On the other hand, almost all women are able to reach orgasm by other means. This is odd. It suggests that, for women, orgasm may not have much to do with intercourse at all, and by association, with reproduction. Observations of some of our primate relatives seem to bear this out. A study of stumptail macaques, one of only a few studies of female orgasm outside the human family, revealed that when females had orgasms, it was always with other females -- never, apparently with males -- and that these orgasms did not take place during the fertile period.

Despite never witnessing heterosexual orgasms in these female monkeys, the researcher who did the stumptail work assumed that if orgasm happened between females, it must happen between males and females, too. Ironically, these findings became "strong evidence" for the existence in the stumptails of orgasm during copulation. Says Lloyd: "I suggest that [the researcher] is committed to showing that females get the same pleasure out of sexual intercourse that males do, regardless of her evidence."

Leaving no stone unturned, and finding a good deal of rot underneath them all, Lloyd concludes that there is no evidence linking female orgasm to increased fertility. There is no convincing evidence, she says, that female orgasm is an adaptation at all. The only theory that fits with the available evidence is the idea that female orgasm is a bit of an accident -- a mere byproduct of the male need for it.
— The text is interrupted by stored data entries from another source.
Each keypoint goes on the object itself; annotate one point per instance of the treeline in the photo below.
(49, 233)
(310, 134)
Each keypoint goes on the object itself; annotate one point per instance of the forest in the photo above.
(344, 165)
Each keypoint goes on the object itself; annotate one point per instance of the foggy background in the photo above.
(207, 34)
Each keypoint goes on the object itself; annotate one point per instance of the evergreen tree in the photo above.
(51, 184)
That proposal, largely ignored, was first put forward in 1979 by Donald Symons, who remarked that "human female orgasm is best regarded as a potential." During the first seven or so weeks in utero, before hormones start to differentiate us, males and females are essentially the same template. Importantly, the penis and the clitoris are the same structure -- set on different developmental paths only by the bath of hormones they receive starting in week eight of gestation. In that sense, females only have a clitoris, and therefore the means to experience orgasm, because males need a penis -- in exactly the same way males have nipples because females need to be able to nurse their young.

Okay, I admit it, Lloyd's book is penetrating and tantalizing, even intensely satisfying, but her conclusion about how female orgasm may have come about is a bit of an anticlimax. A byproduct? Hmph. But her findings about the scientific process really are something to scream about.